クラス(設計図)が一つあれば、そこからデータが異なるインスタンスをいくつでも作成できます。これがクラスの非常に強力な点です。
// 1体目のキャラクター(プレイヤー)を作成
Character player1 = new Character();
player1.id = 1;
player1.name = "勇者";
player1.hp = 100;
player1.ShowStatus();
Console.WriteLine("---"); // 区切り線
// 2体目のキャラクター(敵)を作成
Character enemy1 = new Character();
enemy1.id = 101;
enemy1.name = "スライム";
enemy1.hp = 30;
enemy1.ShowStatus();
実行結果
ID: 1
名前: 勇者
HP: 100
---
ID: 101
名前: スライム
HP: 30
このように、同じ Character
設計図から、データが全く異なる「勇者」と「スライム」という2つの独立したインスタンスを作成できました。
メソッドを使いこなす
メソッドは、クラスの「動作」を定義する重要な要素です。ここでは、メソッドの基本的な使い方をさらに掘り下げます。
戻り値 (Return Value)
メソッドは、処理結果として値を返すことができます。この返す値を戻り値と呼びます。
- 値を返さないメソッドは
void
を指定します。 - 値を返す場合は、返す値の型(
int
,string
など)を指定し、return
キーワードで値を返します。
サンプルコード
public class Character
{
public int hp;
// HPが0より大きいかを判定し、bool型(true/false)の結果を返すメソッド
public bool IsAlive()
{
return hp > 0;
}
// 値を返さないメソッド
public void ShowStatus()
{
Console.WriteLine("HP: " + hp);
// voidメソッドでは return; は省略可能
}
}
// --- 使い方 ---
Character player1 = new Character();
player1.hp = 50;
bool isPlayerAlive = player1.IsAlive(); // メソッドの戻り値を変数に代入
Console.WriteLine("プレイヤーは生きているか?: " + isPlayerAlive); // True
引数 (Argument)
メソッドを呼び出す際に、外部から値を渡すことができます。
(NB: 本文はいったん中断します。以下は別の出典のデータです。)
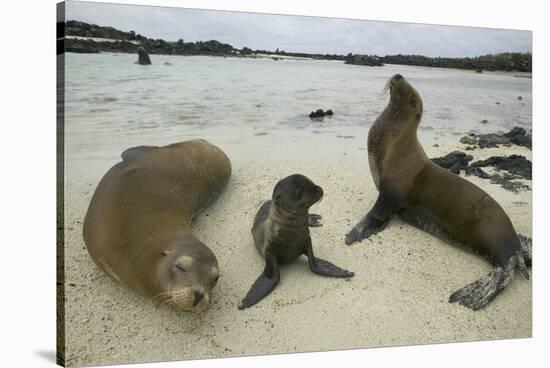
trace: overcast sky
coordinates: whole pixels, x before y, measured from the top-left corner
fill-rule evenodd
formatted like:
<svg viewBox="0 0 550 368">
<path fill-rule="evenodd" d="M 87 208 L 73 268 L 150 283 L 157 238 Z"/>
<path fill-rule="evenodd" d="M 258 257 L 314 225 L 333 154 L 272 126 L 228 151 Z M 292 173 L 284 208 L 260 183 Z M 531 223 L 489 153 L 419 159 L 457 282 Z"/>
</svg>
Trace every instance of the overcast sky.
<svg viewBox="0 0 550 368">
<path fill-rule="evenodd" d="M 236 48 L 347 54 L 479 56 L 531 52 L 529 31 L 68 1 L 67 20 L 150 38 L 218 40 Z"/>
</svg>

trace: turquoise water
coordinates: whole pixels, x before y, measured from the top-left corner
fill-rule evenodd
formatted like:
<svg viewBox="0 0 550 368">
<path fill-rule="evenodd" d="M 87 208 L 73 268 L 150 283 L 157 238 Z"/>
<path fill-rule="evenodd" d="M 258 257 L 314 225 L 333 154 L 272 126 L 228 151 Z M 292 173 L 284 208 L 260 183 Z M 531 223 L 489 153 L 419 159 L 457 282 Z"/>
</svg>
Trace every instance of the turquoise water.
<svg viewBox="0 0 550 368">
<path fill-rule="evenodd" d="M 118 157 L 129 146 L 196 137 L 242 156 L 259 149 L 266 157 L 292 157 L 307 140 L 319 145 L 315 155 L 328 145 L 353 147 L 349 154 L 363 157 L 368 128 L 387 103 L 384 85 L 395 73 L 424 101 L 423 144 L 458 141 L 470 131 L 531 128 L 532 81 L 511 74 L 164 55 L 141 66 L 134 64 L 137 55 L 65 55 L 69 160 Z M 312 121 L 308 114 L 318 108 L 334 115 Z"/>
</svg>

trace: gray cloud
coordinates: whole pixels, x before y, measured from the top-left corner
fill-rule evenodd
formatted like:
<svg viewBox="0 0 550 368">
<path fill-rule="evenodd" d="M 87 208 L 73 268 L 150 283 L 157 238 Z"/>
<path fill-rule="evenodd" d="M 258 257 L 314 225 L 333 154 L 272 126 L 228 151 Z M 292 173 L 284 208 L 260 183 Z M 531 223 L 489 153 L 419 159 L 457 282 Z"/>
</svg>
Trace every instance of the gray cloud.
<svg viewBox="0 0 550 368">
<path fill-rule="evenodd" d="M 68 1 L 66 19 L 151 38 L 215 39 L 235 47 L 347 54 L 478 56 L 531 52 L 532 33 L 504 29 L 347 20 Z"/>
</svg>

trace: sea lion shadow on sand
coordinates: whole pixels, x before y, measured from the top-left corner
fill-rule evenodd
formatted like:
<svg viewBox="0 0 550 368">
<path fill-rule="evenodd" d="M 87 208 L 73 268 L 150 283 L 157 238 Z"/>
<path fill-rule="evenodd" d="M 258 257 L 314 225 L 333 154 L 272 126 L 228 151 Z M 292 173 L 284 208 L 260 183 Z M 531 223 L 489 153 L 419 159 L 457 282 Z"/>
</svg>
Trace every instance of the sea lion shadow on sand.
<svg viewBox="0 0 550 368">
<path fill-rule="evenodd" d="M 369 166 L 379 195 L 345 243 L 381 232 L 399 215 L 444 241 L 483 254 L 494 271 L 449 297 L 451 303 L 483 308 L 510 283 L 516 268 L 529 279 L 530 240 L 516 233 L 487 193 L 428 159 L 417 138 L 422 99 L 405 78 L 394 75 L 388 89 L 390 101 L 368 135 Z"/>
<path fill-rule="evenodd" d="M 313 254 L 309 227 L 322 226 L 321 216 L 308 211 L 322 196 L 323 189 L 303 175 L 291 175 L 277 183 L 272 199 L 262 204 L 252 226 L 254 244 L 265 259 L 265 268 L 239 309 L 249 308 L 266 297 L 280 280 L 280 265 L 294 263 L 302 255 L 307 257 L 309 269 L 318 275 L 354 276 Z"/>
</svg>

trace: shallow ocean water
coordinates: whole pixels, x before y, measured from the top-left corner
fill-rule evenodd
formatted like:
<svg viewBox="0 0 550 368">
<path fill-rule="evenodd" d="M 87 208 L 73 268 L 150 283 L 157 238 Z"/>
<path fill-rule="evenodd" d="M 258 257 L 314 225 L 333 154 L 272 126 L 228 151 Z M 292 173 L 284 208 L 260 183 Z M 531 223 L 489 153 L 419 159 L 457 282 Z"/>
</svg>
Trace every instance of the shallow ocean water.
<svg viewBox="0 0 550 368">
<path fill-rule="evenodd" d="M 131 54 L 65 54 L 69 161 L 118 157 L 128 142 L 199 137 L 243 159 L 292 158 L 304 139 L 319 143 L 304 154 L 327 159 L 334 156 L 327 147 L 346 139 L 348 158 L 364 158 L 368 128 L 387 104 L 384 86 L 395 73 L 422 96 L 424 145 L 456 142 L 468 132 L 531 128 L 532 81 L 513 74 L 269 58 L 151 59 L 142 66 Z M 319 108 L 334 115 L 311 120 L 308 114 Z"/>
</svg>

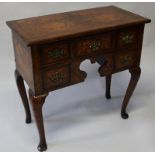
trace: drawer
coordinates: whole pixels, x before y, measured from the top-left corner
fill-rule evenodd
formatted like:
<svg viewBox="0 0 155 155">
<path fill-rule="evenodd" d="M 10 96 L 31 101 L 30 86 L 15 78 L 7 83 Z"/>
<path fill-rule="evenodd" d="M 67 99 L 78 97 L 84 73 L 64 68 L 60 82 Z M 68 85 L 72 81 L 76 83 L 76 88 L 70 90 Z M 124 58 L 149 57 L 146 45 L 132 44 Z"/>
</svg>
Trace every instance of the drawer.
<svg viewBox="0 0 155 155">
<path fill-rule="evenodd" d="M 69 65 L 43 71 L 43 85 L 46 90 L 63 87 L 69 83 Z"/>
<path fill-rule="evenodd" d="M 138 41 L 138 29 L 125 29 L 118 32 L 117 46 L 134 46 Z"/>
<path fill-rule="evenodd" d="M 135 65 L 136 57 L 133 51 L 123 51 L 117 53 L 115 57 L 116 70 L 127 69 Z"/>
<path fill-rule="evenodd" d="M 43 65 L 56 63 L 69 57 L 68 43 L 49 44 L 41 47 L 41 62 Z"/>
<path fill-rule="evenodd" d="M 112 48 L 112 35 L 103 34 L 93 37 L 81 38 L 76 42 L 76 51 L 78 56 L 95 54 L 96 52 L 105 52 Z"/>
</svg>

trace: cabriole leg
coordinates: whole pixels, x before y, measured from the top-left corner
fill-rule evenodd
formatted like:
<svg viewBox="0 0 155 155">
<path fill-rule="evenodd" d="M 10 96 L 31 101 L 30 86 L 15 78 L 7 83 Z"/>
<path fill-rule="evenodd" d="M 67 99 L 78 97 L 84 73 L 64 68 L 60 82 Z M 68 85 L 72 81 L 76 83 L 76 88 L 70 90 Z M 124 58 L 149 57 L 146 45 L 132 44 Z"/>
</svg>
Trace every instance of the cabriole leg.
<svg viewBox="0 0 155 155">
<path fill-rule="evenodd" d="M 17 88 L 19 91 L 19 94 L 21 96 L 23 105 L 24 105 L 24 109 L 25 109 L 25 113 L 26 113 L 26 123 L 30 123 L 31 122 L 31 113 L 30 113 L 30 107 L 29 107 L 29 102 L 27 99 L 27 95 L 26 95 L 26 90 L 25 90 L 25 86 L 24 86 L 24 81 L 22 76 L 20 75 L 20 73 L 15 70 L 15 79 L 16 79 L 16 84 L 17 84 Z"/>
<path fill-rule="evenodd" d="M 129 85 L 128 85 L 128 88 L 127 88 L 127 91 L 126 91 L 126 94 L 123 100 L 122 110 L 121 110 L 121 116 L 124 119 L 127 119 L 129 117 L 129 115 L 126 112 L 126 108 L 129 103 L 130 97 L 133 94 L 135 87 L 137 85 L 137 82 L 139 80 L 141 69 L 140 67 L 137 67 L 135 69 L 130 69 L 129 72 L 131 73 L 131 79 L 130 79 L 130 82 L 129 82 Z"/>
<path fill-rule="evenodd" d="M 32 91 L 29 89 L 29 98 L 32 104 L 34 117 L 36 120 L 36 125 L 38 128 L 39 138 L 40 138 L 38 151 L 41 151 L 41 152 L 47 150 L 45 131 L 44 131 L 44 122 L 43 122 L 43 115 L 42 115 L 42 106 L 45 102 L 47 95 L 48 94 L 34 96 Z"/>
</svg>

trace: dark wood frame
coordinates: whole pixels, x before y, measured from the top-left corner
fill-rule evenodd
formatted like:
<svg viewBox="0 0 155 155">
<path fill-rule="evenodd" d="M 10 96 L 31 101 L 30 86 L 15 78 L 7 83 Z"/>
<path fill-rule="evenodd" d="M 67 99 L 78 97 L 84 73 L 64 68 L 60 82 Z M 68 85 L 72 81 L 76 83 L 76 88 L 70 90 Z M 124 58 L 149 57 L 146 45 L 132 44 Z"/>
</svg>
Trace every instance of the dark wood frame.
<svg viewBox="0 0 155 155">
<path fill-rule="evenodd" d="M 98 28 L 94 30 L 87 30 L 86 25 L 94 23 L 93 19 L 92 21 L 89 19 L 86 23 L 83 22 L 83 28 L 81 28 L 81 31 L 78 33 L 73 34 L 74 27 L 71 28 L 70 32 L 68 32 L 68 35 L 64 36 L 54 36 L 49 39 L 50 36 L 47 34 L 47 38 L 43 39 L 42 35 L 40 38 L 35 38 L 33 40 L 33 32 L 29 32 L 28 29 L 24 27 L 24 24 L 31 24 L 33 28 L 33 22 L 39 20 L 46 19 L 55 19 L 55 18 L 62 18 L 62 23 L 64 24 L 66 22 L 65 17 L 69 19 L 72 23 L 72 25 L 81 22 L 80 17 L 86 17 L 85 13 L 90 13 L 92 17 L 96 20 L 96 22 L 99 22 L 98 15 L 96 12 L 101 12 L 103 10 L 103 14 L 106 13 L 106 11 L 111 12 L 111 24 L 115 26 L 105 26 L 103 23 L 103 28 Z M 118 13 L 118 16 L 125 16 L 127 19 L 132 19 L 130 22 L 126 20 L 126 18 L 123 18 L 126 20 L 126 23 L 124 23 L 124 20 L 120 20 L 118 22 L 114 22 L 113 19 L 115 18 L 115 14 Z M 77 21 L 75 21 L 74 18 L 72 18 L 73 15 L 77 15 L 78 17 Z M 108 20 L 107 17 L 103 17 Z M 47 20 L 48 21 L 48 20 Z M 73 21 L 73 22 L 72 22 Z M 50 20 L 48 21 L 50 22 Z M 49 23 L 46 26 L 48 27 Z M 137 85 L 137 82 L 140 77 L 141 69 L 140 69 L 140 57 L 141 57 L 141 50 L 142 50 L 142 42 L 143 42 L 143 32 L 144 32 L 144 25 L 145 23 L 151 22 L 150 19 L 132 14 L 131 12 L 121 10 L 116 7 L 105 7 L 105 8 L 96 8 L 96 9 L 88 9 L 86 11 L 76 11 L 66 14 L 58 14 L 58 15 L 51 15 L 51 16 L 44 16 L 44 17 L 37 17 L 37 18 L 30 18 L 27 20 L 24 20 L 24 24 L 20 25 L 18 24 L 18 21 L 11 21 L 7 22 L 8 26 L 12 29 L 12 38 L 13 38 L 13 44 L 14 44 L 14 51 L 15 51 L 15 61 L 16 61 L 16 70 L 15 70 L 15 78 L 17 87 L 20 93 L 20 96 L 22 98 L 22 102 L 25 108 L 26 112 L 26 123 L 31 122 L 31 113 L 28 103 L 28 98 L 26 95 L 26 90 L 24 86 L 24 80 L 27 82 L 29 86 L 29 99 L 30 103 L 33 107 L 33 112 L 36 120 L 36 125 L 38 128 L 38 133 L 40 137 L 40 142 L 38 146 L 39 151 L 44 151 L 47 149 L 46 144 L 46 138 L 45 138 L 45 131 L 44 131 L 44 124 L 43 124 L 43 115 L 42 115 L 42 107 L 45 102 L 46 97 L 48 96 L 48 93 L 50 91 L 54 91 L 55 89 L 60 89 L 69 85 L 77 84 L 79 82 L 83 82 L 87 76 L 86 72 L 81 71 L 79 69 L 79 66 L 82 61 L 85 59 L 90 59 L 92 63 L 98 62 L 100 64 L 99 67 L 99 74 L 100 76 L 105 76 L 106 78 L 106 93 L 105 97 L 107 99 L 111 98 L 110 94 L 110 87 L 111 87 L 111 79 L 112 74 L 124 71 L 126 69 L 129 70 L 131 74 L 131 79 L 123 100 L 122 109 L 121 109 L 121 117 L 124 119 L 127 119 L 129 115 L 127 114 L 127 105 L 130 100 L 131 95 L 133 94 L 133 91 Z M 123 23 L 123 24 L 122 24 Z M 42 23 L 40 23 L 42 24 Z M 86 25 L 85 25 L 86 24 Z M 117 25 L 116 25 L 117 24 Z M 22 27 L 23 26 L 23 27 Z M 56 25 L 59 26 L 59 25 Z M 75 25 L 76 26 L 76 25 Z M 95 27 L 95 26 L 94 26 Z M 22 29 L 23 28 L 23 29 Z M 27 30 L 29 33 L 32 33 L 32 38 L 24 33 Z M 49 27 L 50 29 L 50 27 Z M 63 29 L 63 28 L 62 28 Z M 85 31 L 84 31 L 85 30 Z M 119 34 L 121 32 L 130 32 L 135 31 L 136 35 L 134 36 L 134 42 L 131 44 L 124 44 L 119 45 Z M 45 31 L 46 32 L 46 31 Z M 40 33 L 43 34 L 43 30 L 40 29 Z M 58 33 L 58 32 L 57 32 Z M 55 34 L 57 34 L 55 32 Z M 53 34 L 53 35 L 55 35 Z M 59 34 L 59 33 L 58 33 Z M 78 55 L 78 49 L 77 44 L 80 40 L 87 39 L 88 41 L 91 41 L 94 39 L 94 37 L 109 35 L 111 37 L 111 46 L 108 49 L 105 50 L 98 50 L 95 53 L 84 53 L 82 55 Z M 24 36 L 23 36 L 24 35 Z M 38 40 L 37 40 L 38 39 Z M 46 60 L 44 59 L 44 47 L 47 47 L 49 45 L 55 45 L 55 44 L 61 44 L 61 43 L 67 43 L 69 46 L 69 57 L 64 59 L 58 59 L 57 61 L 51 61 L 51 63 L 46 64 L 43 63 Z M 81 47 L 85 48 L 85 47 Z M 125 50 L 129 52 L 129 54 L 133 54 L 132 56 L 132 63 L 129 65 L 119 66 L 116 67 L 116 64 L 118 62 L 117 56 L 122 55 L 122 51 Z M 123 57 L 123 56 L 122 56 Z M 105 63 L 106 59 L 106 63 Z M 118 63 L 119 64 L 119 63 Z M 58 67 L 64 67 L 69 66 L 69 72 L 67 72 L 67 76 L 69 77 L 69 81 L 66 82 L 63 85 L 57 85 L 55 87 L 50 87 L 48 89 L 44 86 L 44 72 L 45 70 L 51 69 L 54 70 Z M 48 79 L 47 79 L 48 80 Z"/>
</svg>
この渡す値を**引数(ひきすう)**と呼びます。
サンプルコード
public class Character
{
public string name;
public int hp;
// int型の引数 damageAmount を受け取り、HPを減らすメソッド
public void TakeDamage(int damageAmount)
{
hp = hp - damageAmount;
Console.WriteLine(name + "は " + damageAmount + " のダメージを受けた!");
}
}
// --- 使い方 ---
Character player1 = new Character();
player1.name = "勇者";
player1.hp = 100;
player1.TakeDamage(30); // 30という値を引数として渡す
Console.WriteLine("残りHP: " + player1.hp);
// --- 実行結果 ---
// 勇者は 30 のダメージを受けた!
// 残りHP: 70
まとめ
今回は、C#のクラスの基本について解説しました。
- クラスは、データ(フィールド)と動作(メソッド)をまとめた設計図。
- インスタンスは、
new
キーワードでクラスから作成された実体。 - インスタンスのメンバーには
.
(ドット) でアクセスする。 public
などのアクセス修飾子で、外部からのアクセス可否を制御する。- メソッドは、戻り値で結果を返したり、引数で値を受け取ったりできる。
クラスはオブジェクト指向プログラミングの根幹をなす概念です。まずは簡単なクラスを自分で作ってみるところから、ぜひ始めてみてください。